Law Practice 商法〔第4版〕

  • 作者:黒沼 悦郎
  • 発売日: 2020/03/19
  • メディア: 単行本
 

 

 設問1

 1.まず、甲社の会社形態がどのようなものであるか検討する。

 本件事案における甲社は資本金50億円を有することから、会社法2条6号にいう大会社に該当する。また、東京証券取引所に上場していることから、会社法2条5号の公開会社に該当する。そのため、会社法327条1項1号に基づき取締役会の設置が必要であり、会社法327条の2により社外取締役を設置しなければならない。

 甲社は会社法上の取締役会設置会社に該当することから、会社法362条1号により重要な財産の処分について取締役に委任することはできなくなっている。重要な財産に該当するか否かは財産の価額のみでなく、会社の総資産に占める割合や、財産使用の態様や財産の保有目的などを総合考慮することにより判断される。
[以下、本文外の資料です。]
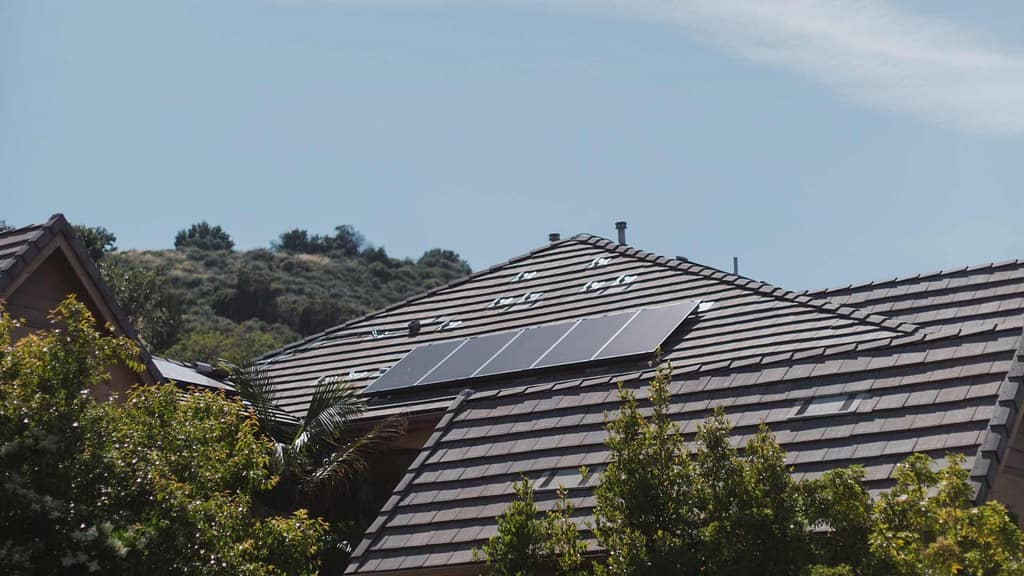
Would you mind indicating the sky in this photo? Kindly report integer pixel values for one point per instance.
(820, 141)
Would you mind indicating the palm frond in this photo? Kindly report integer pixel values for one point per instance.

 Aが単独で決定しようとしている内容というものは、30億円を超えない取引についての決定であり、相当な額の取引であるということができる。さらに、この取引の額というものは資本金の額に比して非常に大きく、さらに、10億円程度は通常の取引の範囲内で行われているとはいえ、かなりの額に上るものであることから、30億円を超えない額というものは通常の取引の目的としてのみではなく、相当高額な取引としての目的を有すると考えられる。

 そのため、Aが単独で決定しようとしている30億円を超えない取引というものは会社法362条4項1号にいう重要な財産の処分に該当する。そのため、Aは定款変更によっても、このことを単独で決定することはできない。

2.よって、現状のまま本件アジェンダを規定することはできない。

設問2

1.会社法404条以下に規定される指名委員会等設置会社の場合、重要な財産の処分について取締役会で決定しなければならないとする規定がないため、締め委員会等設置会社に変更することが考えられる。

2.また、会社法399条の13第4項1号によれば、監査等委員会設置会社の場合でも重要な財産の処分について原則として取締役に委任することはできないものの、同条5項によって、重要な財産の譲渡について取締役に委任することができるとされる。ただし、そのためには社外取締役過半数を占めなければならないため、社外取締役を増員しない限りこのような形態にすることができない。

3.そのため、甲社を指名委員会等設置会社にすることが推奨される。